Atomic Age Cinema: It Came from Outer Space (1953)

If there’s one director I think of when I think of ’50s sci-fi, it is the great Jack Arnold. If there’s one film I think of when I think of Jack Arnold, it’s…..well, it’s probably not this one.

In the first edition of Atomic Age Cinema I covered one of my favorite films of all time, but this time I’m tackling a film that I have some mixed feelings about.

It Came From Outer Space has a fantastic pedigree to be fair. Not only does it have legendary director Jack Arnold (Creature from the Black Lagoon, The Incredible Shrinking Man) behind the camera, but it’s based on a treatment (possibly a full screenplay, though reports vary) by science fiction titan Ray Bradbury. Plus it’s starring the always reliable Richard Carlson. Hell, even Henry Mancini does great uncredited work on the score.

As a film about a small group of people that investigates a meteorite crash that turns out to be an alien spaceship, it’s pretty good. Richard Carlson gives a solid, believable performance as amateur astronomer John Putnam, who’s the first to make the discovery. A surprisingly little amount of the movie actually involves the alien running amok, which is to the movie’s benefit. The film thrives on suspense, giving us only a little tease of what the alien looks like and how it moves in the beginning (it kind of floats, leaving a shiny trail behind it), allowing the viewer’s imagination to take hold. We get several shots from the alien’s point of view, which is a neat effect (probably even neater in the original 3D), and always accompanied by classic eerie music.

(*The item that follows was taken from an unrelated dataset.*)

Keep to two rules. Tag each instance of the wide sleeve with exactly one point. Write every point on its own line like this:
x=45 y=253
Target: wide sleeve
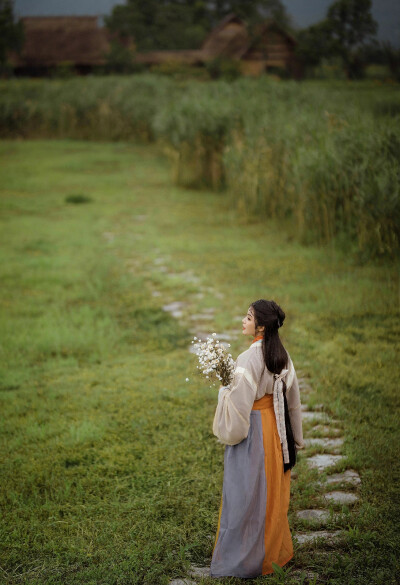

That the movie succeeds so much in building suspense and allowing the viewer’s imagination to run wild. The movie has been building up to this one big dramatic moment. This all sounds good. So where does the bad kick in?

Honestly, it’s really just the alien. But when the alien looks this bad, it’s a problem.

I didn’t even get to have the villain revealed to me the old fashioned way either. Does anyone remember those old DVD Scene It? games? I remember a long time ago playing and being given a scene of Richard Carlson outside a mineshaft, stumbling upon an alien creature with a giant eye that slowly approached him. It looked terrible then as it does now, and it epitomizes what many people think of when they remember bad ’50s sci-fi effects. After all that amazing suspense building to then be let down with this creature really just stinks.

It’s disappointing, but I can’t possibly ignore all the things the movie does well. It’s because of the score and suspense building that I do like the movie, I just wouldn’t recommend it to everybody. This one is for the die-hards – the people want to consume quality science fiction and don’t mind rolling both your eyes as one less than scary eye stares back at you.